Every single time I see anything that reminds me of McKenna, all I can think about is the loss of her. What could have been, and what I didn’t do. What I failed to do.

Because I failed to protect her. I don’t care what the doctors or any professional I spoke to told me. It didn’t matter what her parents said to comfort me. Nothing mattered. I could have done something. I should have had the answers.

And I didn’t.

Every single time I see a photo of her I think of how Juniper is being raised without a mom, and how one day I’m going to have to answer the hard questions. How one day I’m going to have to have a serious conversation with her about how and why her mom was taken from us.

Juniper knows some things. She knows that her mother died when she was young. But she doesn’t know how, and while she knows a little about her, she has told me she’s not quite ready to know more.

One day, we said, we’d have a conversation about her. I’d tell her everything. I’d show her everything.

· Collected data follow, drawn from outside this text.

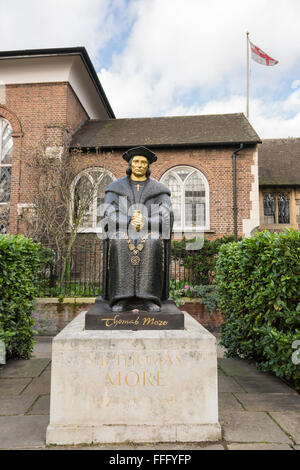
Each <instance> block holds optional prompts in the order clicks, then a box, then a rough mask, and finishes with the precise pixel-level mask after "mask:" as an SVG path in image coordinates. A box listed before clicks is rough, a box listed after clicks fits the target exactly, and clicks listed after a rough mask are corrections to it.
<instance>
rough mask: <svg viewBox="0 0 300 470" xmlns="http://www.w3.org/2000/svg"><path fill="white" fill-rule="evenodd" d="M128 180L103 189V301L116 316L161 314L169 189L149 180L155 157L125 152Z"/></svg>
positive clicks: (142, 153)
mask: <svg viewBox="0 0 300 470" xmlns="http://www.w3.org/2000/svg"><path fill="white" fill-rule="evenodd" d="M123 158H124V159H125V160H126V161H127V162H128V163H129V166H128V168H127V171H126V173H127V176H124V177H123V178H120V179H118V180H117V181H114V182H112V183H110V184H109V185H108V186H107V188H106V190H105V205H104V206H105V212H104V219H103V226H104V231H105V240H104V258H103V299H104V300H106V301H108V302H109V305H110V307H111V309H112V311H114V312H118V313H119V312H125V311H129V310H134V309H138V310H145V311H151V312H159V311H160V310H161V303H162V301H163V300H168V297H169V258H170V238H171V232H172V224H173V211H172V206H171V201H170V195H171V193H170V190H169V189H168V188H167V187H166V186H165V185H163V184H162V183H159V182H158V181H156V180H154V179H152V178H150V164H152V163H153V162H155V161H156V160H157V157H156V155H155V154H154V153H153V152H152V151H150V150H149V149H147V148H145V147H135V148H132V149H130V150H128V151H127V152H126V153H125V154H124V155H123Z"/></svg>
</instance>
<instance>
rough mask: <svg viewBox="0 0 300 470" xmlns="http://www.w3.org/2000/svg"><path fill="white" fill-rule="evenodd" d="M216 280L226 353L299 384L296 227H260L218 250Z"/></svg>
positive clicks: (221, 331) (299, 323) (299, 371)
mask: <svg viewBox="0 0 300 470" xmlns="http://www.w3.org/2000/svg"><path fill="white" fill-rule="evenodd" d="M216 267H217V276H216V282H217V285H218V292H219V310H220V313H221V314H222V315H223V318H224V320H225V322H224V323H223V325H222V326H221V333H222V338H221V343H222V344H223V345H224V346H225V347H226V348H227V350H228V353H227V354H228V355H229V356H241V357H244V358H248V359H254V360H255V361H256V363H257V366H258V368H260V369H262V370H264V371H273V372H274V373H275V374H276V375H277V376H279V377H281V378H284V379H286V380H287V381H289V382H290V383H291V384H292V385H293V386H295V387H296V388H297V389H300V370H299V369H300V367H299V365H297V364H295V361H293V360H292V356H293V354H294V353H295V351H294V350H293V343H294V341H296V340H299V339H300V231H294V230H292V229H290V230H287V229H286V230H285V231H284V232H281V233H270V232H268V231H263V232H260V233H257V234H256V235H255V236H253V237H251V238H247V239H244V240H243V241H240V242H235V243H230V244H227V245H223V246H222V247H220V249H219V255H218V260H217V265H216Z"/></svg>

Juniper also knows that the box is there, sitting right in the family room where she’s free to look through it at her heart’sdesire. Anyone is, including me. While we don’t use the family room a ton, I wanted the box to be out in the open, as if her mom is spending time with us. I’m not a hugely religious man, and I’m not quite sure what happens when we pass away, but if there’s any chance that she’s watching over us, I think having a box of everything that reminds us of her right in the heart of our home is the best place for it. Not underneath a bed to be forgotten, or in the back of some closet. I want to know she’s there.

In reality, I wasn’t ready for my wife to die. I wasn’t ready to be a single dad. I feel like I’m still not ready to be a single dad, if I’m being honest.

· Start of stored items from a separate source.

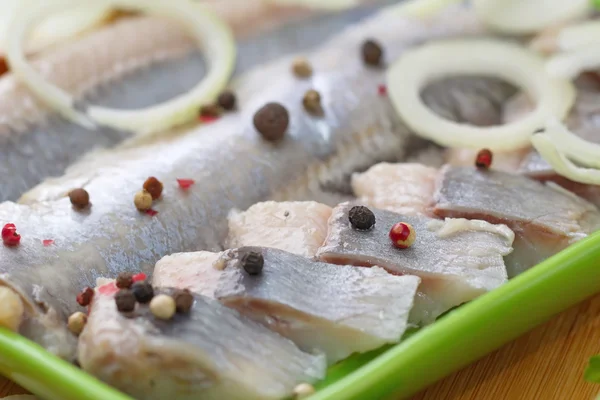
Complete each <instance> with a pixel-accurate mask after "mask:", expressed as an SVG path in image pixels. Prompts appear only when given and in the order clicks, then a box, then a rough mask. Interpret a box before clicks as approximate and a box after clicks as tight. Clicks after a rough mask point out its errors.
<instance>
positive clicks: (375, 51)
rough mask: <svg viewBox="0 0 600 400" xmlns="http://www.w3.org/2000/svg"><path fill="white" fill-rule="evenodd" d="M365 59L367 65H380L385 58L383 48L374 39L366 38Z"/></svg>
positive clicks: (364, 52) (362, 51)
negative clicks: (368, 39) (381, 61)
mask: <svg viewBox="0 0 600 400" xmlns="http://www.w3.org/2000/svg"><path fill="white" fill-rule="evenodd" d="M362 57H363V61H364V62H365V64H367V65H372V66H379V65H381V61H382V58H383V49H382V48H381V46H380V45H379V44H378V43H377V42H376V41H374V40H371V39H369V40H366V41H365V42H364V43H363V45H362Z"/></svg>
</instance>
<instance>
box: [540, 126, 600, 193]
mask: <svg viewBox="0 0 600 400" xmlns="http://www.w3.org/2000/svg"><path fill="white" fill-rule="evenodd" d="M531 143H532V144H533V147H535V149H536V150H537V151H538V153H540V155H541V156H542V158H543V159H544V160H546V161H547V162H548V164H550V166H552V168H553V169H554V171H555V172H556V173H557V174H559V175H561V176H564V177H565V178H568V179H570V180H572V181H574V182H579V183H583V184H587V185H599V184H600V170H598V169H594V168H581V167H578V166H576V165H575V164H573V163H572V162H571V161H570V160H569V159H568V158H567V156H566V155H565V154H564V153H562V152H561V151H559V150H558V148H557V147H556V144H555V143H554V141H553V140H552V138H551V137H550V136H549V135H548V134H546V133H536V134H535V135H533V136H532V138H531Z"/></svg>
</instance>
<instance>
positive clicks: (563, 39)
mask: <svg viewBox="0 0 600 400" xmlns="http://www.w3.org/2000/svg"><path fill="white" fill-rule="evenodd" d="M599 43H600V22H598V21H596V20H593V21H586V22H582V23H579V24H575V25H571V26H566V27H564V28H562V29H561V30H560V31H559V32H558V37H557V44H558V48H559V49H560V50H575V49H577V48H581V47H585V46H588V45H592V44H599Z"/></svg>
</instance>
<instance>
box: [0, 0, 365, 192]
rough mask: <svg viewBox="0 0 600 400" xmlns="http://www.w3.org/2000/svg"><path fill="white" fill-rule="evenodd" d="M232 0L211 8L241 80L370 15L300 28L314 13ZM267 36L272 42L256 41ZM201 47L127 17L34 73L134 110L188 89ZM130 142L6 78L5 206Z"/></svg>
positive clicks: (0, 165)
mask: <svg viewBox="0 0 600 400" xmlns="http://www.w3.org/2000/svg"><path fill="white" fill-rule="evenodd" d="M234 1H235V2H236V5H231V4H230V5H228V6H225V3H224V2H213V5H212V6H214V7H215V8H216V12H217V13H218V14H219V15H220V16H221V17H222V18H223V19H224V20H225V21H226V22H229V23H230V25H231V26H232V28H233V30H234V32H235V34H236V36H237V37H238V38H239V40H238V46H237V47H238V67H237V72H238V73H240V72H244V71H247V70H248V69H250V68H252V67H254V66H256V65H258V64H261V63H264V62H266V61H269V60H273V59H275V58H279V57H281V56H282V55H285V54H289V53H290V52H294V51H302V50H304V49H308V48H311V47H312V46H315V45H317V44H320V43H322V41H323V38H326V37H328V36H330V35H331V34H332V33H334V32H336V31H337V30H339V29H341V28H342V27H344V26H345V25H346V24H347V23H348V22H352V21H355V20H357V19H358V18H360V17H361V16H364V15H365V13H367V11H365V10H356V11H353V12H352V11H351V12H348V13H346V14H343V15H338V16H333V15H332V16H320V17H318V18H315V19H314V20H311V21H306V22H302V21H296V20H299V19H301V17H306V16H308V15H309V14H310V13H309V12H308V11H307V10H302V9H299V8H297V7H295V8H294V7H278V6H276V5H272V4H268V3H264V2H254V1H252V2H248V1H238V0H234ZM229 3H230V2H229ZM292 22H293V23H292ZM269 29H270V30H271V32H270V33H269V34H267V33H266V31H267V32H269ZM273 30H275V31H273ZM261 32H262V33H265V34H263V35H258V33H261ZM196 47H197V46H196V44H195V42H194V41H193V40H192V39H191V38H190V37H188V36H187V35H186V33H185V31H184V30H183V29H182V28H181V26H179V25H178V24H177V23H175V22H173V21H171V20H165V19H161V18H158V17H136V18H125V19H121V20H119V21H117V22H116V23H115V24H111V25H107V26H105V27H103V28H101V29H99V30H97V31H94V32H91V33H89V34H87V35H85V36H83V37H82V38H80V39H78V40H73V41H70V42H68V43H66V44H64V45H62V46H59V47H57V48H52V49H50V50H48V51H46V52H44V53H42V54H39V55H38V56H36V57H35V59H34V63H33V65H34V67H35V68H36V69H37V70H38V71H39V72H40V73H41V74H42V75H43V76H44V78H45V79H46V80H48V81H50V82H52V83H53V84H55V85H57V86H59V87H61V88H62V89H64V90H66V91H67V92H69V93H71V94H73V96H75V97H76V98H77V99H78V101H79V102H80V103H81V104H79V106H81V108H85V104H87V103H88V102H92V103H94V104H100V105H103V106H110V107H116V108H125V109H131V108H137V107H146V106H149V105H153V104H156V103H158V102H162V101H166V100H168V99H170V98H172V97H174V96H176V95H179V94H181V93H183V92H186V91H188V90H190V88H191V87H193V86H194V85H195V84H196V83H197V82H198V81H199V80H200V79H201V78H202V76H203V75H204V73H205V71H206V66H205V64H204V60H203V57H202V55H201V54H200V53H199V52H198V51H197V50H196ZM286 72H288V71H286ZM129 137H130V134H129V133H127V132H123V131H118V130H112V129H108V128H104V127H99V128H97V129H94V130H89V129H85V128H83V127H81V126H79V125H76V124H73V123H71V122H69V121H66V120H64V119H63V118H62V117H60V116H58V115H57V114H56V113H54V112H52V111H51V110H49V109H48V108H47V107H46V106H45V105H43V104H41V103H40V102H39V101H38V100H37V98H36V97H35V96H34V95H33V94H32V93H31V92H30V91H29V90H28V89H27V88H26V87H25V86H24V85H23V84H22V83H20V82H19V81H18V80H17V79H16V77H15V76H14V75H12V74H6V75H4V76H2V77H1V78H0V184H1V185H2V188H3V190H2V191H1V192H0V202H1V201H4V200H16V199H18V197H19V196H20V195H21V194H22V193H24V192H25V191H26V190H27V189H30V188H31V187H33V186H34V185H36V184H38V183H40V182H41V181H43V179H44V178H47V177H50V176H59V175H61V174H62V173H64V171H65V169H66V168H67V167H68V166H69V165H71V164H73V163H74V162H75V161H77V160H78V159H79V158H80V157H81V155H82V154H84V153H86V152H87V151H90V150H93V149H95V148H110V147H112V146H114V145H117V144H118V143H120V142H121V141H123V140H124V139H127V138H129Z"/></svg>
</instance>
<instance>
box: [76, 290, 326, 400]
mask: <svg viewBox="0 0 600 400" xmlns="http://www.w3.org/2000/svg"><path fill="white" fill-rule="evenodd" d="M160 293H166V294H172V290H169V289H160V290H157V291H156V294H160ZM194 297H195V299H194V303H193V307H192V309H191V310H190V311H189V314H188V313H186V314H176V315H175V316H174V317H173V319H170V320H166V321H165V320H160V319H158V318H155V317H154V316H153V314H152V313H151V312H150V310H149V307H148V305H144V304H139V303H138V304H137V306H136V309H135V311H134V312H133V313H130V314H132V315H129V314H128V315H123V314H121V313H119V312H118V311H117V307H116V305H115V299H114V295H111V294H98V292H97V294H96V296H95V299H94V302H93V303H92V308H91V313H90V315H89V318H88V322H87V324H86V327H85V329H84V331H83V333H82V334H81V336H80V340H79V346H78V359H79V362H80V364H81V367H82V368H83V369H84V370H85V371H87V372H90V373H92V374H93V375H94V376H96V377H98V378H100V379H102V380H103V381H105V382H107V383H109V384H111V385H112V386H115V387H117V388H118V389H120V390H122V391H124V392H125V393H128V394H130V395H132V396H133V397H135V398H138V399H144V400H153V399H157V400H158V399H160V400H162V399H167V398H174V399H181V400H185V399H197V398H199V397H201V398H202V399H210V400H222V399H232V400H235V399H240V400H241V399H244V400H246V399H253V400H254V399H256V400H259V399H260V400H263V399H264V400H266V399H273V400H275V399H277V400H279V399H281V398H284V397H287V396H289V395H290V394H291V393H292V391H293V389H294V387H295V386H296V385H298V384H299V383H303V382H310V383H312V382H315V381H317V380H319V379H322V378H323V377H324V376H325V367H326V365H325V357H324V356H323V355H311V354H308V353H304V352H302V351H300V350H299V349H298V348H297V347H296V346H295V345H294V344H293V343H292V342H291V341H289V340H288V339H285V338H283V337H281V336H279V335H277V334H275V333H273V332H271V331H270V330H268V329H267V328H265V327H263V326H262V325H260V324H257V323H255V322H253V321H251V320H250V319H248V318H245V317H243V316H241V315H239V313H238V312H236V311H235V310H232V309H230V308H227V307H225V306H223V305H221V304H220V303H219V302H217V301H215V300H212V299H208V298H205V297H202V296H199V295H194Z"/></svg>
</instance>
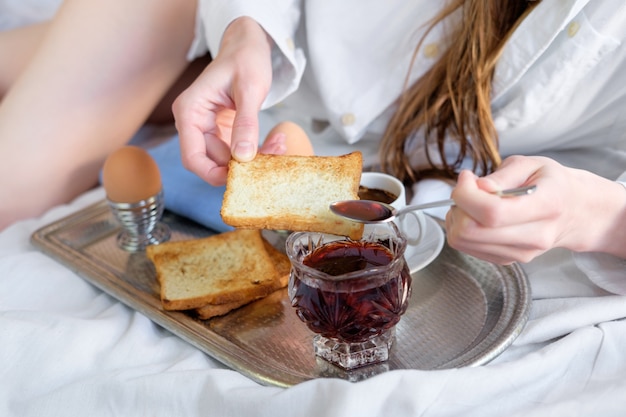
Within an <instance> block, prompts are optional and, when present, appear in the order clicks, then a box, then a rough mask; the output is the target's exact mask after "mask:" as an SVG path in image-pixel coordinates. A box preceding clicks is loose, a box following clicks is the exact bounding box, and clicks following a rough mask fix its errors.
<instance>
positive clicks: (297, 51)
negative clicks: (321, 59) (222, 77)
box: [189, 0, 306, 108]
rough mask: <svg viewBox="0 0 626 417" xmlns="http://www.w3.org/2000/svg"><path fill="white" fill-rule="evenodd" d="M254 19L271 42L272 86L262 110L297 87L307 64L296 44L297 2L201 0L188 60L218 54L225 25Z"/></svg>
mask: <svg viewBox="0 0 626 417" xmlns="http://www.w3.org/2000/svg"><path fill="white" fill-rule="evenodd" d="M242 16H248V17H251V18H252V19H254V20H255V21H256V22H257V23H259V25H261V27H262V28H263V29H264V30H265V32H266V33H267V34H268V35H269V37H270V38H271V39H272V40H273V43H274V46H273V48H272V69H273V74H272V75H273V78H272V87H271V90H270V92H269V94H268V96H267V98H266V100H265V102H264V103H263V108H267V107H271V106H272V105H274V104H276V103H278V102H280V101H282V100H283V99H284V98H285V97H287V96H288V95H290V94H291V93H293V92H294V91H295V90H296V89H297V88H298V86H299V84H300V81H301V79H302V75H303V73H304V67H305V64H306V60H305V55H304V52H303V49H302V46H301V45H296V39H297V37H296V32H297V30H298V27H299V25H300V19H301V16H302V13H301V9H300V2H299V1H297V0H254V1H240V0H228V1H226V0H200V1H199V2H198V13H197V19H196V33H195V39H194V41H193V44H192V46H191V49H190V51H189V58H194V57H197V56H200V55H202V53H206V51H207V50H208V51H209V52H211V54H212V55H213V56H216V55H217V54H218V53H219V49H220V44H221V41H222V36H223V34H224V31H225V30H226V28H227V27H228V25H229V24H230V23H231V22H232V21H233V20H235V19H237V18H238V17H242Z"/></svg>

Juniper is sulking at the dinner table, upset that Heidi couldn’t stay for it. “I thought she was having dinner with us every night,” she pouts, pushing her vegetables around her plate.

“She can’t eat with useverynight,” I tell her. Although I extended the invitation, it would be unreasonable to think that she would stay as early as she gets here until as late as she has every single day.

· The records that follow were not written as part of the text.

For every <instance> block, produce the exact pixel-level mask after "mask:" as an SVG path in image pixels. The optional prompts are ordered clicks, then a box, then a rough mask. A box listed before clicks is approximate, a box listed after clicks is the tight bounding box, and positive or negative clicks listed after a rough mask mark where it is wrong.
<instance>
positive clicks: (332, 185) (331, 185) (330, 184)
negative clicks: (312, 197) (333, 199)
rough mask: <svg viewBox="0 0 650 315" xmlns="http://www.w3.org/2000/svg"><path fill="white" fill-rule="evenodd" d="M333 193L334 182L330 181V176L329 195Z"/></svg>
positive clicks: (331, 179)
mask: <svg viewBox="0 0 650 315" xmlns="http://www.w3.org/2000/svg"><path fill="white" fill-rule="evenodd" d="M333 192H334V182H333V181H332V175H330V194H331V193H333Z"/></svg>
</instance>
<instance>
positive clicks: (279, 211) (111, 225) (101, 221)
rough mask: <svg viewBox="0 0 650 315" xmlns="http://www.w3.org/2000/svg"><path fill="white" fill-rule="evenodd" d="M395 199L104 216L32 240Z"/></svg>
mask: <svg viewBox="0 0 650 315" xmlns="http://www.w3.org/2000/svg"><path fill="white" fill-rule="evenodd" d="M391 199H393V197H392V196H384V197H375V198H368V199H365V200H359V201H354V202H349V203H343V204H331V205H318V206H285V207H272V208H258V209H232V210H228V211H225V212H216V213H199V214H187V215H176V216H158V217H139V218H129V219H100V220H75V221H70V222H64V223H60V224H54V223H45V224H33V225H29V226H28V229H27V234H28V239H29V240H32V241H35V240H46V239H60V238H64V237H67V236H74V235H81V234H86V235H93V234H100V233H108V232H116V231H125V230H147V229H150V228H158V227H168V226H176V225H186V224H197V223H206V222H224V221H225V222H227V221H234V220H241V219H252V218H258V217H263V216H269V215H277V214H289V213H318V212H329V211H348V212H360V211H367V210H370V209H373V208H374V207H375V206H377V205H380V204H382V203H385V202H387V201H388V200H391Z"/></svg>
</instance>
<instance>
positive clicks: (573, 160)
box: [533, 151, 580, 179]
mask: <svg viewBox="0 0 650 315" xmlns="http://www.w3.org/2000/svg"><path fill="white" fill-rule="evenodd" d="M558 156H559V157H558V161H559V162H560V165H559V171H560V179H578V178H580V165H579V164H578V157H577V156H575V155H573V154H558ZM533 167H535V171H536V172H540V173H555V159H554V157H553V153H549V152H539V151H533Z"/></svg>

“But it’s Friday, and we talked about watching a movie,” she says, a scowl on her little face.

“Oh you were, were you?”

She nods, aggressively crossing her arms and throwing herself back against the chair. “We were. I made her promise, and she broke the promise.”

I pinch the bridge of my nose between my fingers.

“I told her that she needed to go home and get some stuff done for her. She’s been really stressed lately,” I lie, hoping it would make her drop it. The last thing I want is for her to be upset with Heidi.

“Sure,” she scoffs.

“Look,” I tell her. “If you eat your vegetables, maybe you can go hang out with Elara, how about that?”

Her ears perk up at this and she shoots me a side eye. “Maybe.”

I whip out my phone, sending Briar a text. I know Leo is probably distracted right now with video games, but even if he isn’t, he’s infamously terrible at answering his phone.

Once I get the okay, I let Juniper know to go pack an overnight bag.

I need some time along tonight.

I’m in the garage, music blaring, when everything really sets in and I start to think about what Heidi saw.

What did she think about the box? Was she upset?

Why did I even care if she was upset? She had no right to be.

I don’t know how to feel about the situation, but the hurt cuts deep.

I’m just tightening a valve when the garage door opens, and I jump.

19

HEIDI

The first thing that hits me is the smell of gas, oil, and self-loathing that overwhelms me the second I open the door to the garage. The other thing is the music assaulting my eardrums.

Emmett looks up from under the hood of the car, an eyebrow cocked as he stands, his biceps in his short sleeve shirt a little too distracting for my taste.